The 10-year Treasury note yield stretched its overnight surge above 2.70 percent and reached its highest since April 2014 after comments from a European Central Bank official added to expectations that central banks globally will reduce stimulus as the economic outlook improves.
"This is a rise in real interest rates, also reflecting a rise in inflation expectations," said Masahiro Ichikawa, senior strategist at Sumitomo Mitsui Asset Management in Tokyo.
"The yield rise may have bumped off U.S. stocks from highs, but a correction was due after their recent gains," Ichikawa said.
The U.S. Treasury Department said on Monday that it expects to borrow $441 billion through the credit markets in the January-March quarter, less than announced previously.
Treasury yields remained elevated, however, as U.S. borrowing is expected to continue increasing steadily in the coming years as the federal government looks for ways to fund budget deficits.
Moreover, the bond market braced for potentially hawkish language from the Federal Reserve, which will begin its two-day policy meeting on Tuesday.
The focus was also on U.S. President Donald Trump's State of the Union address scheduled later in the global day, with attention on his views on an infrastructure overhaul and trade.
The euro was down 0.2 percent at $1.2361 after slipping overnight from a three-year peak of $1.2538.
The dollar was 0.3 percent lower at 108.645 yen, unable to hold to a high of 109.205 scaled earlier.
"The dollar lost a bit of traction against the yen as losses deepened for stocks in Tokyo and the rest of Asia. U.S. yields are going up, but players are hesitant to push dollar/yen higher ahead of President Trump's address," said Kyosuke Suzuki, director of forex at Societe Generale in Tokyo.

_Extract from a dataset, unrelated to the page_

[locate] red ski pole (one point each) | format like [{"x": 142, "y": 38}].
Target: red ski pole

The Australian dollar shed 0.3 percent to $0.8072 after reaching $0.8136 on Friday, its highest since May 2015.
Oil prices extended losses after being pressured by the dollar's bounce and rising U.S. crude output.
U.S. crude futures were down 1.2 percent at $64.79 per barrel. Underpinned by the dollar's recent slide, prices had risen to $66.66 per barrel on Thursday, the highest since December 2014.
Brent crude fell 0.85 percent to $68.88 per barrel.
Spot gold slipped to $1,334.10 an ounce, the lowest since Jan. 23, weighed by the stronger U.S. currency. The precious metal had climbed to $1,366.06 last week, its highest since August 2016.